Concept by Julia Gorokhova

This piece was done as part of my free class at Gnomon in Jon Arellano's Environment for Games class. Interior environments have been my comfort zone for the longest time and I decided to break that trend for once by creating an exterior piece in Unreal. The original concept was a ethnofuturism piece by Julia Gorokhova on Artstation. This class helped me gain a lot of insight into how environment creation is done in actual industrial pipelines and I learned a few new techniques to help me create works in the future, including my first use of trim sheets for the floor, if you can believe it. One other thing I learned in Jon's class was how to optimize space by minimizing the use of high resolution textures and utilizing tiling textures together with texel density control in order to get as much detail with the minimal amount of resources.

FLYBY

BREAKDOWN

Kits and props

Unlike older pieces I've done, this scene has a lot of modularity and thus kit pieces were essential for its construction. Some of the kit pieces were reused for other parts of environment such as the building in the background being constructed out of the metal boxes on the upper level right above the door.
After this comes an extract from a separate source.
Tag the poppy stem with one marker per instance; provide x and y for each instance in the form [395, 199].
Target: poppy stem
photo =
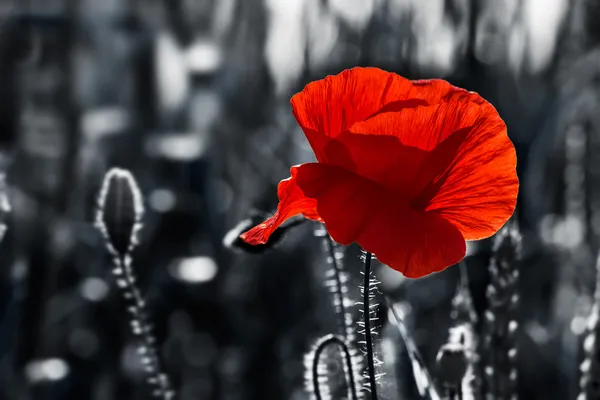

The foliage and a couple of the props(the soccer ball and shipping crate) used in this scene were integrated in Unreal through Bridge.

Kits

Kits.png

Props

RGB Masks

One of the new techniques I've learned in Jon's class is the use of RGB masks in Painter to create on the fly changes to materials by layering different types of materials to different color channels. I was initially going to use this technique on the door hero prop, but unfortunately due to the number of materials on the door, my attempts at utilizing this method caused Unreal to crash due to it not being able to handle so many textures at once. As shown in the Material Graph at the bottom, each of the different masks for dirt or rust and whatnot are mapped in the RGB channels of the mask textures. Then each Material Function is assigned to one of the three channels above the base material in order to create a modular material that can be iterated on quickly.

RGB Masks in-game

Multi-layered material setup

Vertex Painting

While not a new technique for me per se, I've never really used vertex painting much prior and I usually have material layering done solely in Painter. To be fair, vertex painting can get a bit finnicky in Unreal and I had to increase the subdivisions of the floor in order to accommodate even the bare minimum amount of painting resolution. For the moss patches in this environment, those closer to the camera actually were mesh skirts made in ZBrush and decimated with a moss texture and alpha added to the decimated mesh. The moss patches further from the camera are vertex painted with the height map of the floor's trim sheet being used as a guide.